Constructing Datasets via CLI

Prerequisites

A quick note: All examples will assume you’ve check out Aloha from GitHub and built it from source. This is so that you can reuse data in the testing code. You can download and build via:

git clone git@github.com:eHarmony/aloha.git
cd aloha

sbt +clean +publishLocal
sbt ++2.10.5 clean publishLocal
sbt ++2.11.8 clean publishLocal

sbt +clean +publishM2
sbt ++2.10.5 clean publishM2
sbt ++2.11.8 clean publishM2

Get CLI Jar and aloha-cli script

In reality, you’ll probably not want to download the source and build from scratch to use Aloha to create a dataset. You can get a few different ways. For instance:

If you have the Aloha source code, just do an mvn clean install and look for the aloha-cli-[X.Y.Z]-jar-with-dependencies.jar in $HOME/.m2/repository/com/eharmony/aloha-cli/[X.Y.Z]/aloha-cli-[X.Y.Z]-jar-with-dependencies.jar
If you are using a project that has an Aloha Maven dependency, aloha-cli-[X.Y.Z]-jar-with-dependencies.jar may already be present at $HOME/.m2/repository/com/eharmony/aloha-cli/[X.Y.Z]/aloha-cli-[X.Y.Z]-jar-with-dependencies.jar
If you are not currently using Aloha in a project but just want the CLI functionality, you can download the aloha-cli-[X.Y.Z]-jar-with-dependencies.jar from Maven Central. Just click here, then click the jar-with-dependencies.jar link to download the latest Jar file with all of the dependencies included.

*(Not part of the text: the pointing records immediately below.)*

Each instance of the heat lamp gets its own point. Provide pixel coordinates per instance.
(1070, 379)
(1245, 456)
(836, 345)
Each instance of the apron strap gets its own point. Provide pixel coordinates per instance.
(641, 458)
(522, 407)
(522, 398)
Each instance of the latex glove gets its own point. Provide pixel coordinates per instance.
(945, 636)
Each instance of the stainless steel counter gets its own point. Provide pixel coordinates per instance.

Copy the CLI script to some place your system path

curl -fsSL https://raw.githubusercontent.com/eHarmony/aloha/master/aloha-cli/bin/aloha-cli

Getting Acquainted

A Look at the CLI

Input

aloha-cli/bin/aloha-cli

Output

usage: aloha-cli -cp /path/to/some.jar:/path/to/other.jar:... [args to CLI]

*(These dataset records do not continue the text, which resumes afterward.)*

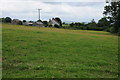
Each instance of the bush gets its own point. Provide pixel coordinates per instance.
(8, 19)
(57, 26)
(112, 29)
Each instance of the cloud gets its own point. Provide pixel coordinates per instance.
(67, 11)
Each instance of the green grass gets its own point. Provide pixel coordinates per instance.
(32, 52)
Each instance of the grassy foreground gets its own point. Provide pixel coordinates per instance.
(32, 52)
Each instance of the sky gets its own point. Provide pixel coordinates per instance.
(67, 10)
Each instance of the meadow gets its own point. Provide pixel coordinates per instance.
(33, 52)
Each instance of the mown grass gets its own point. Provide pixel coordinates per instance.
(32, 52)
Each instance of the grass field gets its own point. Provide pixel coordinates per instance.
(32, 52)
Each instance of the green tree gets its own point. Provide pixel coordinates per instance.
(8, 20)
(112, 12)
(24, 21)
(59, 21)
(45, 23)
(103, 22)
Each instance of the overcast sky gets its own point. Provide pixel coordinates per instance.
(69, 10)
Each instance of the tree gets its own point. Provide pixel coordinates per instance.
(59, 21)
(112, 12)
(103, 22)
(20, 23)
(8, 20)
(45, 23)
(24, 21)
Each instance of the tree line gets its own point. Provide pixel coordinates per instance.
(110, 22)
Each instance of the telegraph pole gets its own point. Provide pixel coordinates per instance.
(39, 14)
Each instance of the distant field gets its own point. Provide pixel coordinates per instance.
(32, 52)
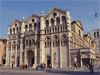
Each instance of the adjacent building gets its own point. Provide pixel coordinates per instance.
(3, 51)
(96, 36)
(50, 39)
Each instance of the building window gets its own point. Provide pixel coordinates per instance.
(9, 45)
(17, 29)
(15, 25)
(97, 34)
(4, 55)
(64, 40)
(54, 14)
(35, 26)
(63, 20)
(58, 21)
(13, 30)
(4, 47)
(94, 34)
(33, 42)
(29, 42)
(10, 31)
(79, 32)
(52, 22)
(26, 42)
(56, 41)
(14, 45)
(47, 23)
(26, 27)
(30, 26)
(32, 20)
(47, 42)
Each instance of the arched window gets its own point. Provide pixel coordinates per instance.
(17, 29)
(26, 27)
(29, 42)
(15, 25)
(56, 29)
(26, 42)
(32, 20)
(94, 34)
(45, 31)
(48, 42)
(33, 42)
(14, 45)
(13, 30)
(56, 41)
(30, 26)
(63, 20)
(10, 31)
(52, 22)
(64, 40)
(52, 29)
(58, 21)
(9, 45)
(35, 26)
(79, 32)
(97, 34)
(47, 23)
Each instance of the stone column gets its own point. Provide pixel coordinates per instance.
(60, 19)
(52, 53)
(35, 56)
(42, 53)
(11, 53)
(21, 51)
(49, 22)
(16, 55)
(25, 58)
(69, 34)
(60, 54)
(55, 22)
(7, 55)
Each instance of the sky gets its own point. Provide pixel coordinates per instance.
(83, 10)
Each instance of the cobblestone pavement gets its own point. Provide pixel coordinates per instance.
(30, 71)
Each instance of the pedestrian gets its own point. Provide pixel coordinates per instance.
(91, 68)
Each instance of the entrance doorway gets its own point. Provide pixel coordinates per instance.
(48, 61)
(30, 56)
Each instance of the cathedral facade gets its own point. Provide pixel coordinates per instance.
(45, 39)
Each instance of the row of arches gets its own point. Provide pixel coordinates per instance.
(56, 41)
(30, 26)
(15, 30)
(55, 29)
(30, 42)
(57, 20)
(14, 45)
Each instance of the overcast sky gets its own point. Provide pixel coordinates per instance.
(82, 10)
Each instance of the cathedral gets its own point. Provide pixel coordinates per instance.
(50, 39)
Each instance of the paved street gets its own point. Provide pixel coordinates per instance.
(30, 71)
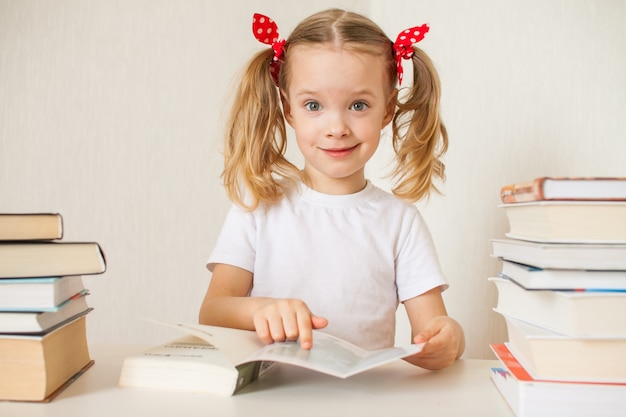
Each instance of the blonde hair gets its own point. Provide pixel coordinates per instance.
(255, 168)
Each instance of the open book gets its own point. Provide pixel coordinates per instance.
(249, 357)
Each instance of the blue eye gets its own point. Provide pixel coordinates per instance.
(359, 106)
(312, 106)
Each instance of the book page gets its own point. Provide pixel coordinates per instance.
(236, 344)
(330, 355)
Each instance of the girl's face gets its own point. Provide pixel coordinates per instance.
(337, 101)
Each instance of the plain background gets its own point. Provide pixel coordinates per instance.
(111, 114)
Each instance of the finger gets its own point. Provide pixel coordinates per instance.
(305, 329)
(291, 327)
(277, 331)
(319, 322)
(262, 329)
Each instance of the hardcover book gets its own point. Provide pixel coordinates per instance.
(31, 226)
(240, 357)
(565, 188)
(528, 397)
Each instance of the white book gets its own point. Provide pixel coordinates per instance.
(240, 357)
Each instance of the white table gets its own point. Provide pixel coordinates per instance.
(396, 389)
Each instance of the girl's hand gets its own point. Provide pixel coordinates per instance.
(278, 320)
(445, 343)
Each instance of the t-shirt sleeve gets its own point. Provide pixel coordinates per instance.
(236, 244)
(417, 264)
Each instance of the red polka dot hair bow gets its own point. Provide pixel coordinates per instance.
(403, 46)
(266, 31)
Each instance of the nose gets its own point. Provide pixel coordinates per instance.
(336, 127)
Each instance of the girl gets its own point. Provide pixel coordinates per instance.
(322, 247)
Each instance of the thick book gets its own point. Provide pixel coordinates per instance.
(565, 188)
(533, 278)
(38, 294)
(42, 259)
(550, 356)
(562, 255)
(37, 368)
(40, 322)
(573, 314)
(330, 355)
(187, 364)
(567, 221)
(31, 226)
(528, 397)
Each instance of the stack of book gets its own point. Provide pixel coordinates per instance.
(43, 306)
(562, 292)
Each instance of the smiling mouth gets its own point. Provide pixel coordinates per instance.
(339, 153)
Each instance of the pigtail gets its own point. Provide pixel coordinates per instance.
(256, 139)
(419, 136)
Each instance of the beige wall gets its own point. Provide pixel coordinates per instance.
(110, 113)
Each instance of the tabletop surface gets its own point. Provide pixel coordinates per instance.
(464, 389)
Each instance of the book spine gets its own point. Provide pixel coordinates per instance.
(523, 192)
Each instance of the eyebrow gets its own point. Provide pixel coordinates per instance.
(361, 92)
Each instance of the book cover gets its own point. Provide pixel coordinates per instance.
(31, 226)
(41, 322)
(567, 221)
(551, 356)
(562, 255)
(528, 397)
(41, 259)
(187, 364)
(573, 314)
(38, 294)
(330, 355)
(38, 368)
(533, 278)
(565, 188)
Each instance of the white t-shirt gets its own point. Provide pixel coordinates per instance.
(351, 258)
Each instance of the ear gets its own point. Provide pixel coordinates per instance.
(390, 109)
(286, 107)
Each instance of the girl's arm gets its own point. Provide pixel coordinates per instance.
(227, 304)
(444, 337)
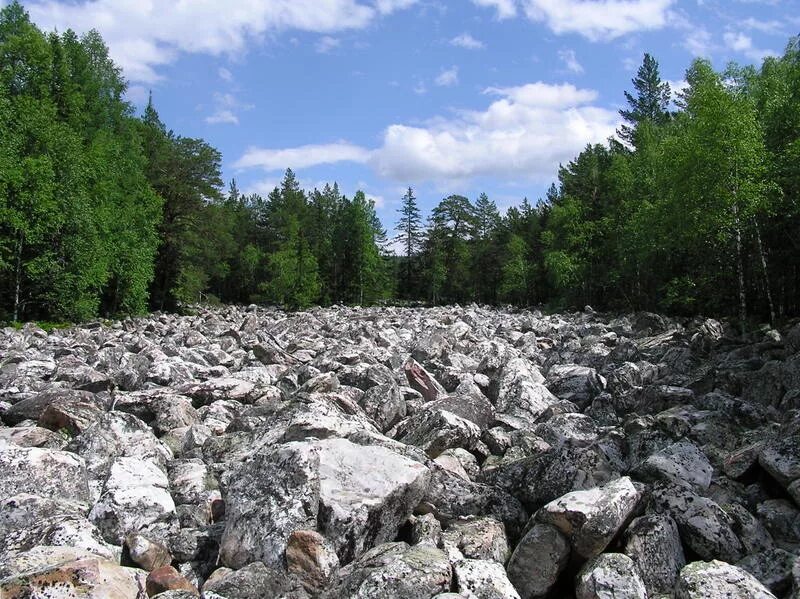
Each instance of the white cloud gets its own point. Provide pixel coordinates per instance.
(447, 78)
(137, 94)
(221, 117)
(599, 19)
(739, 42)
(676, 87)
(570, 61)
(225, 108)
(768, 27)
(380, 201)
(225, 74)
(301, 157)
(386, 7)
(326, 43)
(505, 8)
(525, 133)
(143, 35)
(697, 41)
(465, 40)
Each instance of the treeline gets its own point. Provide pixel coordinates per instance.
(694, 208)
(103, 212)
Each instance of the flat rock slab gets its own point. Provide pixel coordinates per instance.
(356, 496)
(592, 518)
(44, 472)
(715, 579)
(610, 576)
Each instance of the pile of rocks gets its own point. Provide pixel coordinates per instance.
(410, 453)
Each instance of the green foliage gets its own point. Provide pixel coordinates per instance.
(105, 213)
(514, 277)
(77, 217)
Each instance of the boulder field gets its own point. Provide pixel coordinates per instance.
(411, 453)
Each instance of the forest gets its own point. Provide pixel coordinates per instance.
(694, 207)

So, it’s clear that some jar files need to be specified on the classpath to make the CLI work. Luckily, when aloha is built, the aloha-cli module has a jar that includes all of the necessary dependencies. This can be found automatically with the following shell script magic which looks in the target directory of the aloha-cli module for a jar with dependencies.

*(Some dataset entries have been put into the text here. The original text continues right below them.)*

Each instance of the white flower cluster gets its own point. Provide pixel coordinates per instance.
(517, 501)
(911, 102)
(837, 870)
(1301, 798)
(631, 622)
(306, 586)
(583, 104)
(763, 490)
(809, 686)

Let’s try running again with the proper jar on the classpath.

Input

aloha-cli/bin/aloha-cli                                    \
  -cp $(find aloha-cli -name "*jar-with-dependencies.jar")

Output

No arguments supplied. Supply one of: '--dataset', '--modelrunner', '--vw'.

Now the CLI gets a little further. Let’s choose the --dataset option (since we’re making a dataset).

Input

aloha-cli/bin/aloha-cli                                    \
  -cp $(find aloha-cli -name "*jar-with-dependencies.jar") \
  --dataset

Output

Error: Missing option --spec
Error: No output dataset type provided.  Provide at least one of: vw, vw_labeled, vw_cb, libsvm, libsvm_labeled, csv
dataset [ SOME ALOHA VERSION HERE ]
Usage: dataset [options]

  --cachedir <value>
        a cache directory
  --parallel <value>
        a list of Apache VFS URLs additional jars to be included on the classpath
  -s <value> | --spec <value>
        Apache VFS URL to a JSON specification file containing attributes of the dataset being created.
  -p <value> | --proto-input <value>
        canonical class name of the protocol buffer type to use.
  -c <value> | --csv-input <value>
        Apache VFS URL to JSON file specifying the structure of the CSV input.
  -i <value> | --in <value>
        Apache VFS URL to the input file.  If not supplied, STDIN will be used.
  --vw <value>
        produce an unlabeled VW dataset and place the output in the specified location.
  --vw_labeled <value>
        produce a labeled VW dataset and place the output in the specified location.
  --vw_cb <value>
        produce a contextual bandit VW dataset and place the output in the specified location.
  --libsvm <value>
        produce an unlabeled LIBSVM dataset and place the output in the specified location.
  --libsvm_labeled <value>
        produce a labeled LIBSVM dataset and place the output in the specified location.
  --csv <value>
        produce a CSV dataset and place the output in the specified location.
  --csv-headers
        Produce headers in CSV output.
  --csv-header-file <value>
        Write CSV headers to the designated file.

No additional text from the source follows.